Diego l’a installée dans son lit à colonne au milieu de la salle où elle est arrivée en ambulance car elle est très faible. C’est de ce lit qu’elle reçoit l’hommage de ses admirateurs. Quelques jours plus tard on l’ampute de sa jambe malade atteinte de gangrène. « Pourquoi aurais-je besoin de pieds quand j’ai des ailes pour voler » dit-elle et, pourtant, elle tenta plusieurs fois de se suicider après l’opération. Elle est décédée le 13 juillet 1954. Diego l’a trouvée dans son lit soulevant d’une main lasse, alourdie de bijoux, une pancarte sur laquelle s’envole la colombe de la paix et sur laquelle ont peut lire : « Avec joie j’attends le départ… et j’espère bien ne jamais revenir… »

Je m’arrête. Diego Rivera, ce sera pour une autre fois. Je suis trop émue par cette femme, un grand personnage qui n’a pas su, la bienheureuse, que « son » marxisme ne perdurerait pas mais que sa peinture, elle, deviendrait légendaire.

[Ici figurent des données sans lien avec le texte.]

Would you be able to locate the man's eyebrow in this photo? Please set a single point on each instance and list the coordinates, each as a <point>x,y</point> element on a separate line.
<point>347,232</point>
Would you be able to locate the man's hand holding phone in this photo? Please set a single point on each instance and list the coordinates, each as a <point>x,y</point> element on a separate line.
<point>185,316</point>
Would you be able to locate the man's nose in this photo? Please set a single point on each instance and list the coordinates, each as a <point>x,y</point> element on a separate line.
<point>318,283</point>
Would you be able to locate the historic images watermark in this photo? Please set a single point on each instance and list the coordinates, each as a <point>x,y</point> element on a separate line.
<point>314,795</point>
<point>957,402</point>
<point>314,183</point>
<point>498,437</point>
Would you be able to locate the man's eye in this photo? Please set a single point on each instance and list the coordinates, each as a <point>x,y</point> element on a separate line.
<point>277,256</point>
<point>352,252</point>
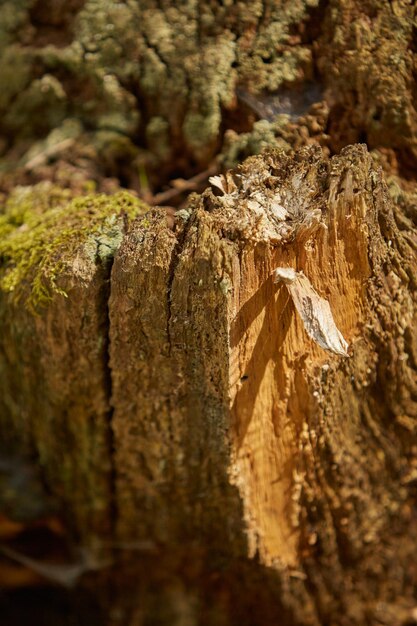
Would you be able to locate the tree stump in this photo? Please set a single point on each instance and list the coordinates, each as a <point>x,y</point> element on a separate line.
<point>232,462</point>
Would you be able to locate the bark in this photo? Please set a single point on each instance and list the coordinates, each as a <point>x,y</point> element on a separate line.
<point>149,91</point>
<point>251,467</point>
<point>182,437</point>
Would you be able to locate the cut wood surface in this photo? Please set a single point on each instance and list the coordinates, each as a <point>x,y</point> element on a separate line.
<point>230,459</point>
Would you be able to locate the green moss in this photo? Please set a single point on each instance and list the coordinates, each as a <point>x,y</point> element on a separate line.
<point>41,228</point>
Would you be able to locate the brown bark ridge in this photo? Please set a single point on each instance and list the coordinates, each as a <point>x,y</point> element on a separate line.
<point>257,477</point>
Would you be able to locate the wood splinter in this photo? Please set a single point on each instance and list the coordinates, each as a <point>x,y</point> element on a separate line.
<point>314,311</point>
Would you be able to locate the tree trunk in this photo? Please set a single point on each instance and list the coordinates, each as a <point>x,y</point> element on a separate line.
<point>209,419</point>
<point>251,467</point>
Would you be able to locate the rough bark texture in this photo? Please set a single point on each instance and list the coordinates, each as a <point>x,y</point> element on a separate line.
<point>162,408</point>
<point>146,91</point>
<point>246,459</point>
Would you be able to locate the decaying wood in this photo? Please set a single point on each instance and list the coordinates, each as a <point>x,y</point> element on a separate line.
<point>257,468</point>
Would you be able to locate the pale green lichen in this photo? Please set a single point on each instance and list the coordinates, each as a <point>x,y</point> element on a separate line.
<point>42,228</point>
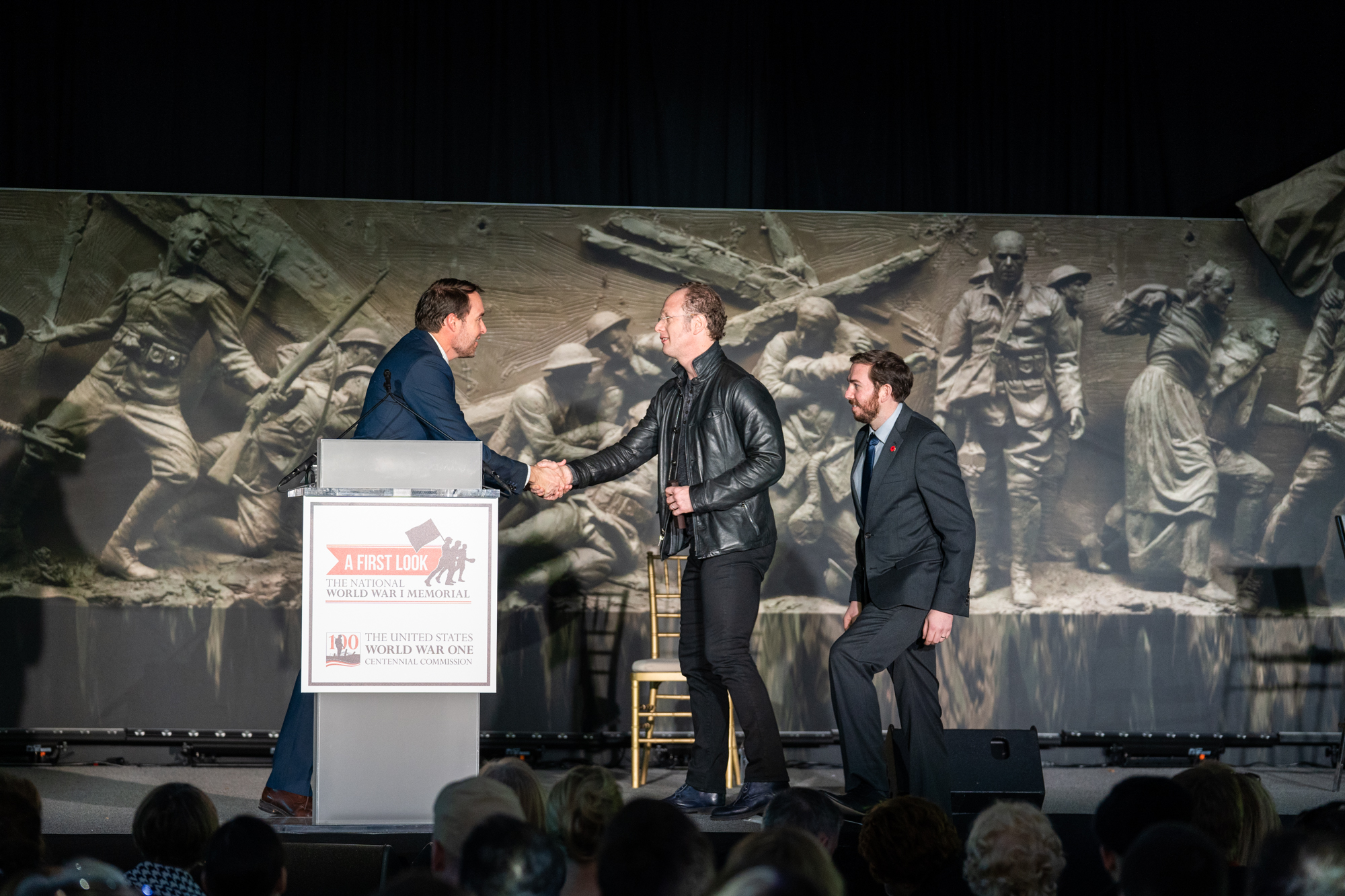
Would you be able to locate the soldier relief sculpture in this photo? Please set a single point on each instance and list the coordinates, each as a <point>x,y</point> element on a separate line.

Même si l’œuvre de son mari est sans doute aussi importante que la sienne et ne peut en être en général séparée puisque, même loin l’un de l’autre, ils travaillèrent l’un pour l’autre et l’un avec l’autre (en tout cas durant la période qu’on dit mexicaine) je crois que, à l’heure où une femme iranienne musulmane vient de recevoir le Prix Nobel de la Paix, il n’est pas vain de choisir aujourd’hui une tenante du sexe qu’on disait faible mais qui, de jour en jour, apparaît comme appartenant non au sexe fort mais à celui de l’égalité entre tous les êtres humains dans l’exercice de leur profession et de leur créativité.

 

 



[1] C’est sans doute cette image d’une femme étendue sur son lit qui m’a frappée quand j’ai lu le texte envoyé par une (ou un) auteur au comité prose. Je me suis même demandée en lisant si elle (ou il) n’avait pas tout simplement fait référence au peintre sans la nommer.